Columbia University Libraries has placed a new digital library of 97 issues of the Tibet Mirror (Tib. Yul phyogs so so’i gsar ‘gyur me long) online for scholars to consult and study. Click here to see this collection.

(Image: Yul phyogs so soʾi gsar ʾgyur me long (Kālimpong : G. Tharchin, 1925-<1963>)

The digitized newspapers date from 1933 to 1961, and offer a total of 844 scanned pages drawn from the rich collections of the C. V. Starr East Asian Library.
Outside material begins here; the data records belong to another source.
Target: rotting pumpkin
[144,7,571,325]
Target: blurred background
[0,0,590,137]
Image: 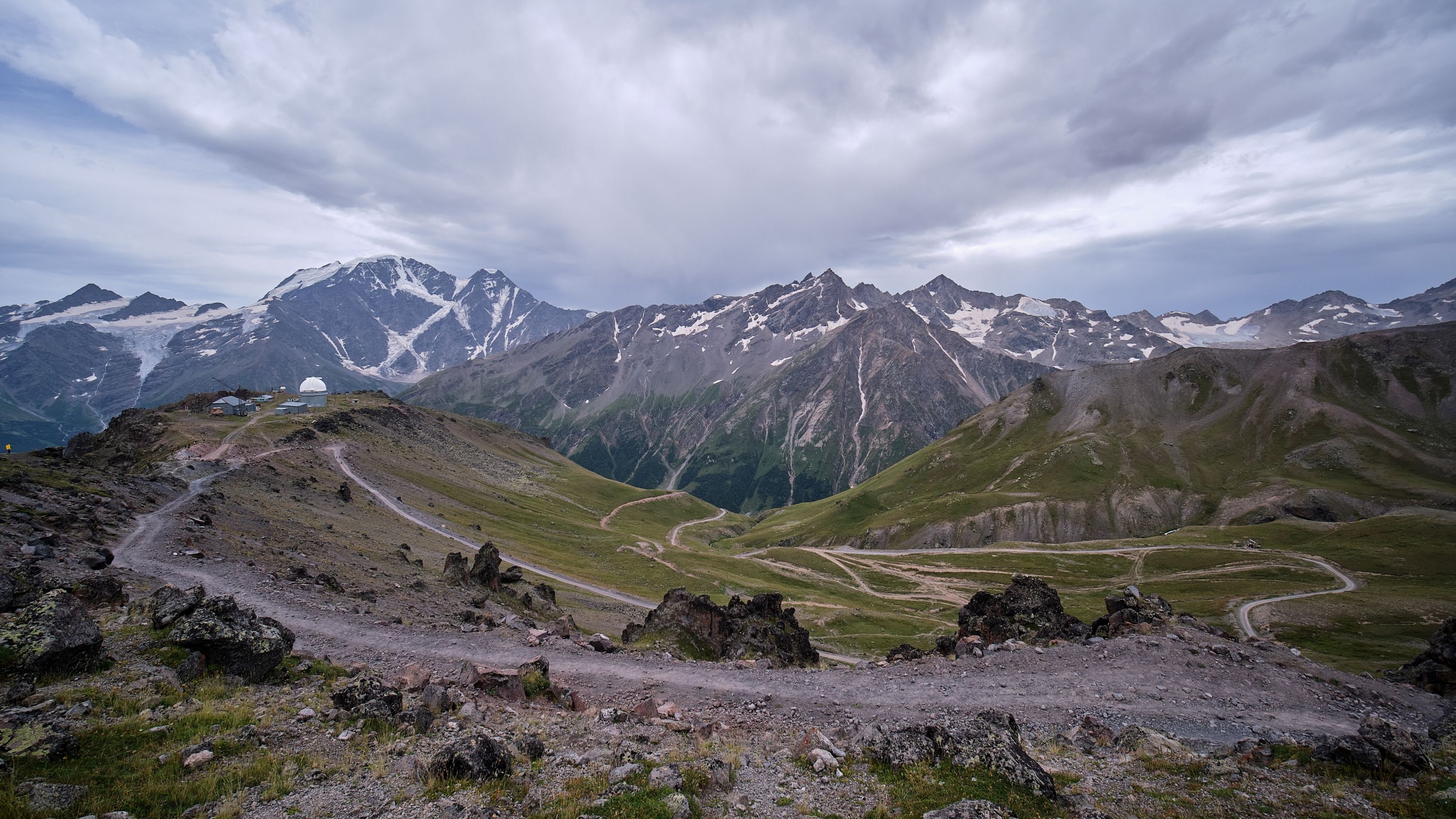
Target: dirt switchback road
[108,451,1441,743]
This Tibetan-language newspaper was published from 1925 to 1963 in Kalimpong, India, and chronicles the most dramatic social and political transformation to have occurred in Tibet during a time when vernacular writing was relatively scarce, and a Tibetan media otherwise non-existent. Columbia’s holdings represent about 30% of the paper’s full run.

“The recent digitization of large portions of the Tibet Mirror is a welcome and significant advancement in the study of modern Tibet,” said Gray Tuttle, Leila Hadley Luce Assistant Professor of Modern Tibetan Studies at Columbia University. “This Tibetan language resource was a key source of news of the world to Tibetans in the middle of the 20th century. As such, it demonstrates that at least some Tibetans were well aware of international developments, from the spread of Communism from Russia to China to the price of wool in Indian markets.”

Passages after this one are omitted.